My point? If your own local market doesn't give a shit about your baseball team, then why should the rest of us? If I'm running ESPN and have a choice between the Yankees/Red Sox game and the A's/Rangers game I'm picking Red Sox/Yankees and so would you.
Another factor is winning. How many times can you report on a national level on how bad the Washington Nationals suck? How many people want to read about the Seattle Mariners losing 100 games, or the Detroit Tigers throwing expectations down the shitter and finishing last? The Yankees made the playoffs every year from 1995-2007, winning 4 out of 6 of the World Series' they appeared in, while the Red Sox have been in the playoffs every year since 2003 with the exception of 2006, they year the Tigers shot themselves in the foot against the 83 win Cardinals and no one gave a shit. Of course ESPN and every other sports outlet has to report on them: they are what's relevant. In fact, there has been nary a word said about the Yankees during these playoffs because they aren't in them. Yet without the Yankees LDS numbers went down overall, except for the Red Sox/Angels and Cubs/Dodgers series'.
Another reason why the Northeast teams are in the spotlight is the "familiarity factor". Let's take the NBA as an example. David Stern was praying to an altar of the Jerry West symbol that the Celtics would play the Lakers in the NBA Finals.

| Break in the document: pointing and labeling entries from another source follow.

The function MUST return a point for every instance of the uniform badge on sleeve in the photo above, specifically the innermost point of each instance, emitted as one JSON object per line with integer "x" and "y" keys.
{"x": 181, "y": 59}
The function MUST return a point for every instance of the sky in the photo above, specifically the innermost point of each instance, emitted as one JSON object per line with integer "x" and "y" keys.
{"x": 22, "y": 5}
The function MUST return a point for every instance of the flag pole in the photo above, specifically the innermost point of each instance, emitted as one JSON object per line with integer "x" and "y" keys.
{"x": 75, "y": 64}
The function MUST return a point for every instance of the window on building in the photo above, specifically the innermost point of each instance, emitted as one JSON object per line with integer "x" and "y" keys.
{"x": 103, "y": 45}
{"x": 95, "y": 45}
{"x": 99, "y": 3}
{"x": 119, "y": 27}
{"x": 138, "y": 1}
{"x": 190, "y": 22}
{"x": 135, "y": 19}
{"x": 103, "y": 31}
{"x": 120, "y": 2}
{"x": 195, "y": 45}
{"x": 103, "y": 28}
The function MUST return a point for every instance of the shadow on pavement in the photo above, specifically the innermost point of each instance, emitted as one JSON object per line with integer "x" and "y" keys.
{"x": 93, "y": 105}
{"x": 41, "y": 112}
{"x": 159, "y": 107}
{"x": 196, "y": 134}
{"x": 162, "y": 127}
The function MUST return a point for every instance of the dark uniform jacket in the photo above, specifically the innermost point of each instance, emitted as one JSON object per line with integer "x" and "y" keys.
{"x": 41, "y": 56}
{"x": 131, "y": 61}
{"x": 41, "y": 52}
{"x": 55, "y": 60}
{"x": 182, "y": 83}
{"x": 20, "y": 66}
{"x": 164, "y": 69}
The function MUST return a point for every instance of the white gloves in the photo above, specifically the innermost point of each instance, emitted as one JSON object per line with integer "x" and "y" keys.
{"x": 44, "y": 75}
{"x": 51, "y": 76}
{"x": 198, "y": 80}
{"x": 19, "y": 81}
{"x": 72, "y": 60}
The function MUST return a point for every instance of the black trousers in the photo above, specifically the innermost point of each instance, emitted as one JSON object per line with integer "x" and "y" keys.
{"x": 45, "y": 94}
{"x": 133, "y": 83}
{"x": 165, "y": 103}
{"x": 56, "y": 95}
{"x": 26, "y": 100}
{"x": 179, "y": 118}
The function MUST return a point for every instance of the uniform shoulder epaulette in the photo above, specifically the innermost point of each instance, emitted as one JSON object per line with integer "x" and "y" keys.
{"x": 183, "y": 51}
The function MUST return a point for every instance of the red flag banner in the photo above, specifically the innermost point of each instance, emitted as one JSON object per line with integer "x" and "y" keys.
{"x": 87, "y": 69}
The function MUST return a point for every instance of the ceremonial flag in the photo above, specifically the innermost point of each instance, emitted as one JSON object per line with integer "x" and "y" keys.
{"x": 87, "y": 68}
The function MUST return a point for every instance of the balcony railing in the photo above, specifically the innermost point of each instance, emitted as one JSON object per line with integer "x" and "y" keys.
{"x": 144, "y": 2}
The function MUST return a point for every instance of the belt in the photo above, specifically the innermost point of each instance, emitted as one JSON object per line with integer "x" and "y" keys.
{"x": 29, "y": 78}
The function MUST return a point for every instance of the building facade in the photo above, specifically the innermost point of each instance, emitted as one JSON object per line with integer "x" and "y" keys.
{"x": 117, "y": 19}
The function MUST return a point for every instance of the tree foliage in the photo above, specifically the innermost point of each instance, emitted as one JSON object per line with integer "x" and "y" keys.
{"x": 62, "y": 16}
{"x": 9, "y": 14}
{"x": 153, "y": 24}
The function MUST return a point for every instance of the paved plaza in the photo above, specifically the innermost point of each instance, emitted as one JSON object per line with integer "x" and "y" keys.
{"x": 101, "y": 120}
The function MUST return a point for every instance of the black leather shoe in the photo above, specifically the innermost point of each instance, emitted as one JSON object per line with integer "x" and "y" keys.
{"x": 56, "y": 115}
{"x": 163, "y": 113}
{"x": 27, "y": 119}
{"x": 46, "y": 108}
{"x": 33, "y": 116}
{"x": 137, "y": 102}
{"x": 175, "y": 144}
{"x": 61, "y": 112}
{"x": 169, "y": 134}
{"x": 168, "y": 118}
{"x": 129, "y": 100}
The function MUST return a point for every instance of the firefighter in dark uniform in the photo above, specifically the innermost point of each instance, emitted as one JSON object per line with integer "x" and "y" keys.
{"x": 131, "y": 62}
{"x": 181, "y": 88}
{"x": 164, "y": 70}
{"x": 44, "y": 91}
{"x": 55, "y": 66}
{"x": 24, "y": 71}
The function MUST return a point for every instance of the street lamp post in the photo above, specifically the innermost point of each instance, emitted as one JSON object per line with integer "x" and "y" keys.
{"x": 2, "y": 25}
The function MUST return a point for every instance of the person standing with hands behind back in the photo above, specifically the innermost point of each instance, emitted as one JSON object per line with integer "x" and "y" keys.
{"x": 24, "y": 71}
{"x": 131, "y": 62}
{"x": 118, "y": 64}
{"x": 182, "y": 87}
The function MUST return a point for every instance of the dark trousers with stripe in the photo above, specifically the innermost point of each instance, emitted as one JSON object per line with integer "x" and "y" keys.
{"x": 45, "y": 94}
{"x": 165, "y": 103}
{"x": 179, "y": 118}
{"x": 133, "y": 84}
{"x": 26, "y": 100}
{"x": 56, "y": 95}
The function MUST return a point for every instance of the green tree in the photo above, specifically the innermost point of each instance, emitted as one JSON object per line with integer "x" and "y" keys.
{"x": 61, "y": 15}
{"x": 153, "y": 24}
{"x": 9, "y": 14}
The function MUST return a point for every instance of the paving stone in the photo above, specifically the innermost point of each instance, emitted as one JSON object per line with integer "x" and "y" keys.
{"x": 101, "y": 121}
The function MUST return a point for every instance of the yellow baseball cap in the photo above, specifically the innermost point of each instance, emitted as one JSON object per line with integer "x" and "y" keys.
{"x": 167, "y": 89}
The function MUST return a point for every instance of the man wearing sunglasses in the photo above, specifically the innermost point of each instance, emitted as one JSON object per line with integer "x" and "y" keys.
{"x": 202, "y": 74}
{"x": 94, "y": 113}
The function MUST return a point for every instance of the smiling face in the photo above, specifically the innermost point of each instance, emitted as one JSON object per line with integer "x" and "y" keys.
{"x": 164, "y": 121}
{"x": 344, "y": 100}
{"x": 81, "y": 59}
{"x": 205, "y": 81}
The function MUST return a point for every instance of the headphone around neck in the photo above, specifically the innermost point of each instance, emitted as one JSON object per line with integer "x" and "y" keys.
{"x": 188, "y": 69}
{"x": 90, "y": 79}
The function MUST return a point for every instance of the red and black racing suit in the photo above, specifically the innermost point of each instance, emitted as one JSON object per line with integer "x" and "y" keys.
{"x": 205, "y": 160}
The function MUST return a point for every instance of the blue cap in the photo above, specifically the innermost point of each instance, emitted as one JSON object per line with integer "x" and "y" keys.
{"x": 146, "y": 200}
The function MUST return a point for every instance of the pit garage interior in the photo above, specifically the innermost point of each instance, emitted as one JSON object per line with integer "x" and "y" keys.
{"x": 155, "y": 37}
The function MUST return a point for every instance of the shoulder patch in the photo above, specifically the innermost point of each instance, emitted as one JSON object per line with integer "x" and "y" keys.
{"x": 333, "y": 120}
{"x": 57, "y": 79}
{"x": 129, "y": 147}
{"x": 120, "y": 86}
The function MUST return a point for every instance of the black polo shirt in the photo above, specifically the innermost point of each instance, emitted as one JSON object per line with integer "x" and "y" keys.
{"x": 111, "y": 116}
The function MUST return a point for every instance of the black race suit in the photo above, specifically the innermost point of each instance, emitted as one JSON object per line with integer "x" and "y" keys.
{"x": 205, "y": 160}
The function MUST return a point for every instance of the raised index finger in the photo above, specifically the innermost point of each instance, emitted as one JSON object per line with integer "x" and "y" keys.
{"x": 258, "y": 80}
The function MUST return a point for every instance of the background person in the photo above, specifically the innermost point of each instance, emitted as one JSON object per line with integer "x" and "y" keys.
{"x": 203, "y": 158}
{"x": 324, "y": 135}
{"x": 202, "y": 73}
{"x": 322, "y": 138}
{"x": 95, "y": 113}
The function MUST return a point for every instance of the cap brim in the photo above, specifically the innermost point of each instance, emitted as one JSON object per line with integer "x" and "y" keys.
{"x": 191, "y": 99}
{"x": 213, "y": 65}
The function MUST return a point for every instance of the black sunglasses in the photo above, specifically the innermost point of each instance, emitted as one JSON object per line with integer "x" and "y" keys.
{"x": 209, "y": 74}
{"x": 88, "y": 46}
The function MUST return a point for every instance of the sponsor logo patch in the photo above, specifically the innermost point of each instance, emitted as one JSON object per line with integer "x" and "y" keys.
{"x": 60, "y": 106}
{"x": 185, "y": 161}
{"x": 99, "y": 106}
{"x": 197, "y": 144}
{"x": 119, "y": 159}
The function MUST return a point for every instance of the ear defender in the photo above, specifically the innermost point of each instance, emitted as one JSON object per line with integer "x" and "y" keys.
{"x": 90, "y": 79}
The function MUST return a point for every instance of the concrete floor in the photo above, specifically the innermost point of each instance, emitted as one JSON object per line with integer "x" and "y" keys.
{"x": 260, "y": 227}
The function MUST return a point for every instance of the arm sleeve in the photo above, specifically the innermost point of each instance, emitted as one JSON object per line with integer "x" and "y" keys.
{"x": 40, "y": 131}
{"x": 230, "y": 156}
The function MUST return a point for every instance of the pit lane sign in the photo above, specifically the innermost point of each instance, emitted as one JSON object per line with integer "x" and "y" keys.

In these times the US craves the familiar, which is why the Celtics/Lakers finals were a success. The Yankees and Red Sox are two familiar teams, this is why they are at the top of the list in national requests. This is the main reason why Bud Selig and Rupert Murdoch are hoping the Red Sox beat the Rays in the ALCS. The upstart Rays making a World Series run might have worked ratings-wise in the 1990's, but not so much now.
So ESPN, like all good businesses, is giving its customer what it wants: healthy doses of Red Sox and Yankees. Yet there are still some fans whining about a "Northeast bias". Bullshit, I say. If anything there is an ANTI-Northeast bias among jealous fans. The Red Sox and Yankees have strong fan bases and recent winners, while nobody can care less about your lousy team. Look in the comments section of an ALCS article, about half of them are "I hope the Rays win because I'm sick of the Red Sox and the Northeast bias". I have never once seen ESPN reporters write in a straight article "Go Red Sox and fuck the small markets!" (there are some Sox fans on the site, but they reserve those opinions for editorials).
If you whiners want to end the supposed "Northeast bias" then support your local teams, and if the Tampa Rays go to the World Series to play the Philadelphia Phillies watch each and every game. Sad thing is you won't, there will be articles about the Series reaching "record lows" (which it has done in 2000 *NYY/NYM, New York overkill*, 2002 *Angels/Giants*, 2005 *White Sox/Astros*, and 2006 *Cardinals/Tigers*. Then the mealy-mouthed bitches will continue to complain, which is what they want anyway.